OKIは1月20日、物流拠点や工場にて保管された製品や設備品などの位置情報をスマートフォンとQRコード・RFタグなどの活用により簡単に追跡し、紛失防止や物流作業の効率化に貢献するロケーション・在庫管理システム「SHO-XYZ(ショザイ)」を、3月より販売することを発表した。
これに際し同社は記者説明会を開催。月額5万円から導入可能な低価格サービスに対するこだわりや、将来的なサービス発展の展望を、デモンストレーションを交えながら説明した。
人手不足の影響がのしかかる物流現場の物品管理システム
物流業界を悩ませる「2024年問題」は、2025年を迎えた今でも変わらぬ課題として重くのしかかっている。トラックドライバーなどの人手不足は深刻なままで、それに影響される形で倉庫などの物流拠点における作業者も不足傾向にあるという。
また倉庫や製造業の現場などモノを保管する業務においては、保管場所の管理業務が属人的になりやすく、記録漏れや誤登録などの人為的ミスによって物品の紛失などが発生している。特に小規模拠点では“記憶頼み”での管理を行っていることも多く、必要なモノの捜索に時間を取られ出荷業務の遅れが発生するケースが発生していたとする。さらに、人手不足の影響から外国人労働者も増えていることから、言語の壁がさらなるハードルになっていたとのこと。そのため、言語の壁を超えてミスのない運用を実現するロケーション管理システムの実現が必要とされていた。
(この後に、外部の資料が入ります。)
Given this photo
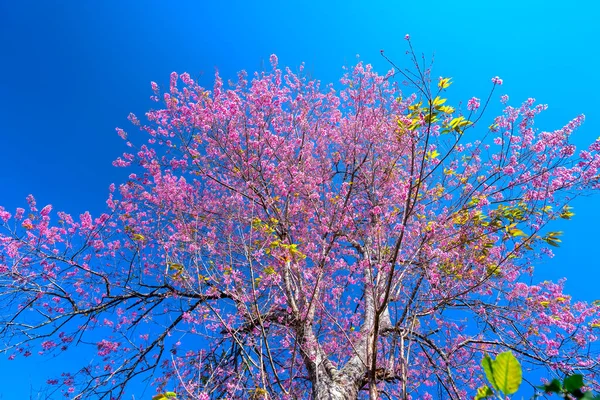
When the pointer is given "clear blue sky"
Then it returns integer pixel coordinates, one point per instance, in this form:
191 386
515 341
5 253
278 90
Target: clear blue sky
71 71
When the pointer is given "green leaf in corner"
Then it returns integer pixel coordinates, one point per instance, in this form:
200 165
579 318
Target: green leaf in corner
507 373
487 364
553 387
484 392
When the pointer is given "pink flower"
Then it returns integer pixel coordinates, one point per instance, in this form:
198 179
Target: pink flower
473 104
496 80
105 347
46 210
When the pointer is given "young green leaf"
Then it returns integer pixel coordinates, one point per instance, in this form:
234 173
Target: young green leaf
507 373
484 392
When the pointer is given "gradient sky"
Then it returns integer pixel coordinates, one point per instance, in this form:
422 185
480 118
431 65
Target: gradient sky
71 71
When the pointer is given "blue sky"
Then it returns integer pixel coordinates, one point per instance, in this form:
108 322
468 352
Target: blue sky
71 72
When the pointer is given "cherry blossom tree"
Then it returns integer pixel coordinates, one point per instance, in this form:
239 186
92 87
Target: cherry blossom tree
281 239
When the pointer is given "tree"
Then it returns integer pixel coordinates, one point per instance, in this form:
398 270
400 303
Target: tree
280 239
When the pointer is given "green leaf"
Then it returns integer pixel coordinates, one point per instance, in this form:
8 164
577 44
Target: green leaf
487 364
484 392
507 373
573 382
553 387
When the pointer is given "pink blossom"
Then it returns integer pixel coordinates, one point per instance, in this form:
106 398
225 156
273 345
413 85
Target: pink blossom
473 104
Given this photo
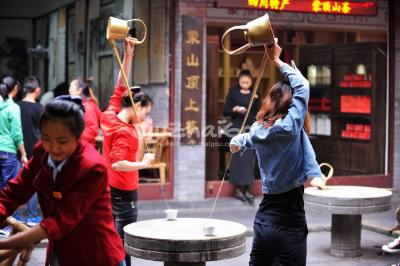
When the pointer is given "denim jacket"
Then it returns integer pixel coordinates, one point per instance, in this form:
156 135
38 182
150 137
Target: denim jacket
285 156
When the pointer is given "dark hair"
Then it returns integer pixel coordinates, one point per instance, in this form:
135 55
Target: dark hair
138 95
65 111
9 83
245 73
86 89
276 104
30 84
61 89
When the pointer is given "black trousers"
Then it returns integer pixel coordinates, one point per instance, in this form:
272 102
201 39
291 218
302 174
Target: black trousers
124 208
276 245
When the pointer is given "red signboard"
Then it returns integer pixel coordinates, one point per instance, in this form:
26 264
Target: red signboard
307 6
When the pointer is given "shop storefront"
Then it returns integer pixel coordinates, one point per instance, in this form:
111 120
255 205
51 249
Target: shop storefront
345 59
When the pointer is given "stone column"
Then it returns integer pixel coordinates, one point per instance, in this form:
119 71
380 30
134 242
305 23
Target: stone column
394 52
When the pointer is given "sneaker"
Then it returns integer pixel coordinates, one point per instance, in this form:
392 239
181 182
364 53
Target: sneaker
249 197
19 217
239 195
5 232
392 247
33 221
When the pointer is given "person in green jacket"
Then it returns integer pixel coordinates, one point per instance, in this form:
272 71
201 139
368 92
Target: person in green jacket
11 138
2023年に策定した「イノベーション戦略2025」の中で、将来事業の創出に向けた新規領域の1つに“物流”を挙げているOKIは、先述した社会課題の解決に向けたソリューションの開発に着手。特に、“削減すべきコスト”と見なされがちなロケーション・在庫管理システムの導入を広げることを見据え、中小規模の事業者でも導入が可能な低コストでのサービス実現を目指したとする。
導入コストを抑えつつカスタマイズ性を向上
今回発表されたSHO-XYZは、倉庫などで保管しているモノの所在を“3次元”で簡単に追跡できる仕組みとして命名されたといい、またアルファベット最後の3文字を並べることで“モノを探す最後の砦”という意味も持たせたとのこと。OKIはこのサービスを通じて、OKIは「最適なテクノロジーをリーズナブルに」「倉庫形態/搬送手段によらず位置追跡が可能」「離れたら自動で登録」という3つのコンセプトを提案している。
会見に登壇した吉原氏は、特に「リーズナブルなサービスを実現している」点を強調した。SHO-XYZでは、安価での実装を実現するため、機器としてはスマートフォンやビーコン、RFタグおよびRFIDリーダーなどを用い、QRコードも活用。大型・高価な機器を新たに導入する必要が無いとする。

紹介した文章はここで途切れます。